The film uses a beautiful yet minimal animation style to tell a story that blends elements of Chinese history and folklore, with elements of Disney Musical and Comedy. This blended tone certainly creates something that feels original in a Disney film, but also creates a tone of indecisiveness on the part of the responsible filmmakers. Mulan as a film tows the lines between drama, action, musical, and comedy, and for the most part does all of these things very well. It's just at certain moments in the film there might be some over the top out of place comedy in a moment that I suspect was meant to be tonally more dramatic. The vocal performances range from very good to decent, and no one feels out of place in the film. Also, the battle scene in the denouement is absolutely spectacular, and a truly fantastic piece of action animation.
Mulan will never be mistaken from some lost Disney classic, it is however, a very good film from the Mouse House. It offers a nice blend of action, historic drama, and comedy, and manages to create something unique and fun in the process.
Disney has created a truly wonderful 1080p AVC encoded transfer for Mulan. The film boasts an excellent color palette preserving the original intended look of the film. There is a lot of nice fine detail present. Also, unlike some past Disney double features I did not find much in the way of print damage or issues with the transfer to really complain about here.
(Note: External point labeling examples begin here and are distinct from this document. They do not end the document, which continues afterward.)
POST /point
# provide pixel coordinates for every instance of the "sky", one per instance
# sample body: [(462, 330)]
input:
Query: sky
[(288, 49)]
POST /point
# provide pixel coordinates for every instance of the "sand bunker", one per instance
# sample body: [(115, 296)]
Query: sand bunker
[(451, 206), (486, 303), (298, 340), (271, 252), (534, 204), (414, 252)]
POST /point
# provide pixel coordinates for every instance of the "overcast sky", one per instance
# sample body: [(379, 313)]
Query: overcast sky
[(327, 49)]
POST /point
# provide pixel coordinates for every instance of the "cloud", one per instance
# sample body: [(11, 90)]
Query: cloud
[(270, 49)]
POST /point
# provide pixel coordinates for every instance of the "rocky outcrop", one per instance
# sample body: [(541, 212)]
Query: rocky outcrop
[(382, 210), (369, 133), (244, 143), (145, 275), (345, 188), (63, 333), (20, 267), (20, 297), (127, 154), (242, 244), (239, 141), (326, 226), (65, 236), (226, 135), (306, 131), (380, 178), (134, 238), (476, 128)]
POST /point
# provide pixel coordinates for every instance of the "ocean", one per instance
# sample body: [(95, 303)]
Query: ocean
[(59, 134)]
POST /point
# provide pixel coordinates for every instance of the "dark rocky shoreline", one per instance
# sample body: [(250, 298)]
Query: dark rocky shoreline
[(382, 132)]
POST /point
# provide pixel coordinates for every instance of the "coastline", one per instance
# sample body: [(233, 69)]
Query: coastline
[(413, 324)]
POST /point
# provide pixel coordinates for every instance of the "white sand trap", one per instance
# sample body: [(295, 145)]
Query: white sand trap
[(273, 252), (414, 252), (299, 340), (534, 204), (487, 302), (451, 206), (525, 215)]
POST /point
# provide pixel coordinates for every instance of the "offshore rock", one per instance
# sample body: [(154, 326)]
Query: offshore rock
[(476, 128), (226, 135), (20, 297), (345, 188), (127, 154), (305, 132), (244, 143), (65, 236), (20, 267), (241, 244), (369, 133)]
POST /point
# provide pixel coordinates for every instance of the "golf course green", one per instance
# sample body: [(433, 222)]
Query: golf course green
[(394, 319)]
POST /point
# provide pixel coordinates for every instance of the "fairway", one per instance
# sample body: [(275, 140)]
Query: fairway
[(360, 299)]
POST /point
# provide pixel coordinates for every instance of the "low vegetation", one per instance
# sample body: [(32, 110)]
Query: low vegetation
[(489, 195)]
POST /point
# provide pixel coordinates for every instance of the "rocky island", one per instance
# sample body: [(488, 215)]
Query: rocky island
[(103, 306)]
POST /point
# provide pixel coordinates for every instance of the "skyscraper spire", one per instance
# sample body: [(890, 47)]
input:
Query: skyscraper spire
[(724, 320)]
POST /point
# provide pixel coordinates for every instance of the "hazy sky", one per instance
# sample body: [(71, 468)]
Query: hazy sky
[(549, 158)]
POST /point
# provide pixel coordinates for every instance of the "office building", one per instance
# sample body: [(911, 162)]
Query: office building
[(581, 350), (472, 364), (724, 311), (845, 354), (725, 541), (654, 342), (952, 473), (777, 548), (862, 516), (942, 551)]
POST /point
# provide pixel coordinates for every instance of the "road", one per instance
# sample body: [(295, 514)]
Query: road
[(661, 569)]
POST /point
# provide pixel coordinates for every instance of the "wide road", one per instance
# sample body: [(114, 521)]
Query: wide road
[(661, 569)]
The audio is presented with a DTS-HD Master Audio 5.1 track. Similar to the video restoration everything sounds great here. The dialogue comes through clean and crisp, with the music and effects blended together well. I did not detect any audio issues such as pops, cracks, or hissing on the track.
OK, call this cheating, but on most of these double features I consider the sequel an extra. The one case where I don't is the Rescuers Down Under, because that went to theaters, and some effort really went into making a good sequel out of it. Most of the stuff on these double features are simple cash in's like Lady and the Tramp 2 that aren't going to sell unless paired with a more popular feature, so it's included. So with that out of the way....
The primary extra feature in this set is Mulan 2. Which is a decent little follow up, but comes nowhere close to being as good or interesting (or even as well animated) as it's predecessor. Mulan II also comes with it's own list extra features including a 3 minutes interview with the director about returning voice cast members, deleted scenes, a music video, and some sneak peeks at upcoming releases.
The extras for Mulan proper are as follows, an audio commentary with producer Pam Coats and the directors of Mulan Barry Cook and Tony Bancroft. There are also 23 minutes of deleted scenes with introductions by Tony Bancroft. We then get classic backstage Disney. This is 56 minutes of Behind the Scenes Featurettes on Mulan. We then get 28 minutes of music videos relating to Mulan. The disc is rounded off by some trailers, and sneak peeks.
Mulan will never be mistaken for a Disney Classic. It is, however, a fun time at the movies and good for the kids (My daughter gave it a 4/5). The A/V restoration is quite good, it comes with the sequel in tow, and has a decent slate of extra features. Mulan the Blu-ray double feature comes RECOMMENDED.